The 'NumBlocksUsed' field is valid only if the root block's 'BitmapFlag' field indicates that the bitmap is valid and consistent. Otherwise, it should be ignored. If the 'NumBlocksUsed' field happens to be zero, it also means that it should be ignored and that the number of allocated blocks will need to be recalculated from the bitmap on disk.

No change is made to the hashing algorithm. It is the same that is being used for international mode, only that the names of the files can be longer than 30 characters.

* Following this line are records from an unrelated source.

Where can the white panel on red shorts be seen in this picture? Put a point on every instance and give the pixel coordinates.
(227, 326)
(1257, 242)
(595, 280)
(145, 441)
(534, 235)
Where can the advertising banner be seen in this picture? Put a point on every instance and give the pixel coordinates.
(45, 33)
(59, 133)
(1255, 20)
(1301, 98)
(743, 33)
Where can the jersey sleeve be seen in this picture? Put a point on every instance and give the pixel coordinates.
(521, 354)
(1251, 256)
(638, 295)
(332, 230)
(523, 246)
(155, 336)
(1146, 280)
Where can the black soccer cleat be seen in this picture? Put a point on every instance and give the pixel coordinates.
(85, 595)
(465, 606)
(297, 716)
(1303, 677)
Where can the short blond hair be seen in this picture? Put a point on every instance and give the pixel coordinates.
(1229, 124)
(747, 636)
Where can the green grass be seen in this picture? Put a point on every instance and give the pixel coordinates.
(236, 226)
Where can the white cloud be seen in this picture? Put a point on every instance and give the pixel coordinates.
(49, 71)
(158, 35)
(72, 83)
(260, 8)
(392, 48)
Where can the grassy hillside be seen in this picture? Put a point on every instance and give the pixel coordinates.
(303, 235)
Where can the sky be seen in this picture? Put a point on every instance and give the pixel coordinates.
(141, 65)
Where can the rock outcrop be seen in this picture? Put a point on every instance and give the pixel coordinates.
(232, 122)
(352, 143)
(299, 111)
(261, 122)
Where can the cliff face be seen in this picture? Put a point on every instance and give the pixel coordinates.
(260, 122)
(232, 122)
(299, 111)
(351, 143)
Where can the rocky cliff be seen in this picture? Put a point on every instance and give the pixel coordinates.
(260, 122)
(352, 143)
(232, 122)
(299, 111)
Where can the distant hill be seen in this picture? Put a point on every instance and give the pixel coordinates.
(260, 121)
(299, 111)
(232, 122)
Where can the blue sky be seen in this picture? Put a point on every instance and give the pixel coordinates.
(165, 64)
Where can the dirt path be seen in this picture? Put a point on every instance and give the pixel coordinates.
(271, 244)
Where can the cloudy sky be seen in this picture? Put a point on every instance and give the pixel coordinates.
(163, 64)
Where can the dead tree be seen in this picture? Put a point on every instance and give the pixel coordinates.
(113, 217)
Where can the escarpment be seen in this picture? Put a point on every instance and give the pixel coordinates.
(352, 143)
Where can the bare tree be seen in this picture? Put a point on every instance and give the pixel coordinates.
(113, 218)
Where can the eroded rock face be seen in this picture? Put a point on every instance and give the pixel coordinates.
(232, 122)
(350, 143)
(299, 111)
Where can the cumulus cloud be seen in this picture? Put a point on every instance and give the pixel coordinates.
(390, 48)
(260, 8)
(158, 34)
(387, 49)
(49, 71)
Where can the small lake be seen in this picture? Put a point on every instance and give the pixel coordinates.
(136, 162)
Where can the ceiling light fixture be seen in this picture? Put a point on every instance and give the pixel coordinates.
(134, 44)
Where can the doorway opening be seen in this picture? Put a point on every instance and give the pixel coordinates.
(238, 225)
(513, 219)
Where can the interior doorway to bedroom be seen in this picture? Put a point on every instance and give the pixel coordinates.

In total, the number of changes made to support long file names are rather small. This was done in order to make the transition from the old Amiga file system types to the long file name mode smoother, and to reduce the risk of introducing errors into the design and implementation. In fact, one could write a conversion program that scans the file system and converts all directory entry blocks to the new format without requiring the directory contents to be rehashed or additional blocks to be allocated.

Limitations and drawbacks

The LNFS mode exists in two variants only, this being the OFS mode and the FFS mode. Except for the extensions to the name length these modes operate like the traditional OFS and FFS modes, respectively. There is no DCFS variant of the LNFS mode.

The LNFS mode always uses the "international" directory entry name hashing operation.

Because the changes required in order to support the long file names of the LNFS mode are minimal, all the limitations of the original Amiga OFS and FFS modes are still present.